Кроме того, возникает вопрос о взаимоотношении понятий художественный концепт и художественный образ. В вышеупомянутой статье С. А. Аскольдова отмечается: «Художественный концепт не есть образ или, если и содержит его, то случайно и частично. Но он несомненно т я г о т е е т именно прежде всего к потенциальным образам и также н а п р а в л е н на них, как и по-
знавательный концепт направлен на конкретные представления, подходящие под его логический "родовой" объем» [6]. Следовательно, художественный концепт и художественный образ -взаимосвязанные, но не тождественные понятия.
И. А. Тарасова, анализируя существующие точки зрения на данную проблему, приходит к выводу, что и образ, и художественный концепт являются единицами авторского сознания, но образ представляет собой некую художественную целостность, а концепт - совокупность определенных признаков, формирующих эту целостность, но не воспринимаемых по отдельности. Иными словами, образ можно считать единицей восприятия, а концепт - результатом анализа [7].
В работе «Антология художественных концептов русской литературы ХХ века» указывается, чтохудожественный концепт, являясь единицей сознания писателя, намного сложнее, чем художественный образ, который служит для выражения авторской картины мира в определенном произведении и репрезентирует наиболее значимые компоненты концепта.

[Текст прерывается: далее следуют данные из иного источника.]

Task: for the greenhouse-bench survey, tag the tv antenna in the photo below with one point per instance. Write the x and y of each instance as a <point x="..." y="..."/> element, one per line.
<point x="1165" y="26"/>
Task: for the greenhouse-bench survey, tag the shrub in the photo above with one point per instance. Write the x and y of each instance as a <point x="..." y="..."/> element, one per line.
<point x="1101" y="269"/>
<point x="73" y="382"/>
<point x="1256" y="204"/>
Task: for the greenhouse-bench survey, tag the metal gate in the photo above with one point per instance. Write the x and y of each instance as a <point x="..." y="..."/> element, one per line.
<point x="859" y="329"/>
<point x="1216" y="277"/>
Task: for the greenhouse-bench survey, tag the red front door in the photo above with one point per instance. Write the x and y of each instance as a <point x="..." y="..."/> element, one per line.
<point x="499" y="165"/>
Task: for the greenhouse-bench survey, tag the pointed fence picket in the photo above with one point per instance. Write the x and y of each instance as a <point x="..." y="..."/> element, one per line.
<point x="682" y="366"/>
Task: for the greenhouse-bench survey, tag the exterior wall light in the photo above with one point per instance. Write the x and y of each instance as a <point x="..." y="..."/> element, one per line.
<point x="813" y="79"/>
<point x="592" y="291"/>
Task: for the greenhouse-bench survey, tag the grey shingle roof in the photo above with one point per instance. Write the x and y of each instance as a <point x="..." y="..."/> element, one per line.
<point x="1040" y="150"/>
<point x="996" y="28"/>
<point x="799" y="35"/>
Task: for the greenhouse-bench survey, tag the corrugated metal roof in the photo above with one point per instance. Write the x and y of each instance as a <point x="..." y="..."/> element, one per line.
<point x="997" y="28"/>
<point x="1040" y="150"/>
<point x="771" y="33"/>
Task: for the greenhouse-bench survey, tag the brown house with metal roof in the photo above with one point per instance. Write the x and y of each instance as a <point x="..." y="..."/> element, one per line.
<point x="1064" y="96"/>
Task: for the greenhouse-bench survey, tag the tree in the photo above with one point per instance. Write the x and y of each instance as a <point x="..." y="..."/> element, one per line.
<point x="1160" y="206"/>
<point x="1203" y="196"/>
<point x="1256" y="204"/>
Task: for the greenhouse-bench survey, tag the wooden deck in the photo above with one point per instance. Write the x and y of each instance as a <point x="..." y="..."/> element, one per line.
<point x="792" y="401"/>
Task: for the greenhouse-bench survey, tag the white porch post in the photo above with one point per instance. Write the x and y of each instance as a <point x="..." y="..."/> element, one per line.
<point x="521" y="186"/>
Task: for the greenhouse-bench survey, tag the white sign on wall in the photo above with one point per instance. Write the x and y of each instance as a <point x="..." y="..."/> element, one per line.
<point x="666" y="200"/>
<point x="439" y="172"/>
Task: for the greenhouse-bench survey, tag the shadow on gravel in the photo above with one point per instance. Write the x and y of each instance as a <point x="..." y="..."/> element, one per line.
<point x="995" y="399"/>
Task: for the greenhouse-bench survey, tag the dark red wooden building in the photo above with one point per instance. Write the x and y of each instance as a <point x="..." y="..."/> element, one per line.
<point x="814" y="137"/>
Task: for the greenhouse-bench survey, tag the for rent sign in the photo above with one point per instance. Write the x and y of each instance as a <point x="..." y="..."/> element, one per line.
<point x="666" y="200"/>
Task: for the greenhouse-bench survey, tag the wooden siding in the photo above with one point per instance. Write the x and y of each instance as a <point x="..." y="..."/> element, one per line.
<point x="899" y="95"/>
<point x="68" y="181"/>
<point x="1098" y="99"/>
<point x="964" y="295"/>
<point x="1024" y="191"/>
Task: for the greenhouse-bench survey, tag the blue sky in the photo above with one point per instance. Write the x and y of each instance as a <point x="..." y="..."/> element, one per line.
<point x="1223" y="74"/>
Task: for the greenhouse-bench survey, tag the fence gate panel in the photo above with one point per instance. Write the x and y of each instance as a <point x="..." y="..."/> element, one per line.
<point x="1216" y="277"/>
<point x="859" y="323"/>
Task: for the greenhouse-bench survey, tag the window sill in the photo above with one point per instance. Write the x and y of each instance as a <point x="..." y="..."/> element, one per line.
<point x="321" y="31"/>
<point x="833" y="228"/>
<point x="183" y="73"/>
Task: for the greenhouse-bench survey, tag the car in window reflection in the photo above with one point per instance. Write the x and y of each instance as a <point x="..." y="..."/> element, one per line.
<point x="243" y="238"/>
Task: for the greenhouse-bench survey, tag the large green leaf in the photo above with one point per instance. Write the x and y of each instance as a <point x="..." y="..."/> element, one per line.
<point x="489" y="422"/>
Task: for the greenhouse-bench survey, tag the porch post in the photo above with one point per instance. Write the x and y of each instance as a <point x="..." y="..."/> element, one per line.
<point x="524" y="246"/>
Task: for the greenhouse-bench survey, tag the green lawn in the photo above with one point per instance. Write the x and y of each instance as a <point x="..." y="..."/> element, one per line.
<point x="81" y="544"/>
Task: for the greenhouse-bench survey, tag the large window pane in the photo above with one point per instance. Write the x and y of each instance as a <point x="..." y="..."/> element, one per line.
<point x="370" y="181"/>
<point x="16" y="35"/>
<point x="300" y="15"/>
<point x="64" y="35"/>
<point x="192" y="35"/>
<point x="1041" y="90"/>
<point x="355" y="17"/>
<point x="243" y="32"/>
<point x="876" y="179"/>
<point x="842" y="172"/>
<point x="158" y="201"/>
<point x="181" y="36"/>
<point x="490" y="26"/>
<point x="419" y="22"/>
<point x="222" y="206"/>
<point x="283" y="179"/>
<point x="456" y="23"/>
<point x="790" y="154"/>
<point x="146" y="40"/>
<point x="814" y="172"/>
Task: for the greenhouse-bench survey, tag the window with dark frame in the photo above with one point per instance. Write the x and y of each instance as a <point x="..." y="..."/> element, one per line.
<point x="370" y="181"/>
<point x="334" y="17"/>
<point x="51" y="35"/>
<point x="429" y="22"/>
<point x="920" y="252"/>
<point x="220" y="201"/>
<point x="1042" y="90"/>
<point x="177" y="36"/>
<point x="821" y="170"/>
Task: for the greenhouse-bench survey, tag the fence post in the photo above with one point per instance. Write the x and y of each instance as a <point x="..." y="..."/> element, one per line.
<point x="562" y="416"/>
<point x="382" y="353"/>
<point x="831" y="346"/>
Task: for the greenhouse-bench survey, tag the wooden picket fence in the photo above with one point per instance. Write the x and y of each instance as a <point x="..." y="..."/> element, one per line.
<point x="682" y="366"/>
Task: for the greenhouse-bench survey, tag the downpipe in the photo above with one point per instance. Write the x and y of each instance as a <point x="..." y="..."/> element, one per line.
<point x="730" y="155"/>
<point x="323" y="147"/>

Таким образом, под художественным концептом можно понимать единицу индивидуального сознания писателя, значение которой раскрывается в контексте литературного произведения через образы и символы [8].
Тем не менее универсального определения художественного концепта не существует, как, впрочем, и единой методики его анализа. Т. И. Васильева, Н. Л. Карпичева и В. В. Цуркан предлагают следующий алгоритм [9]:
1. Установить ключевое слово-репрезентант концепта в произведении.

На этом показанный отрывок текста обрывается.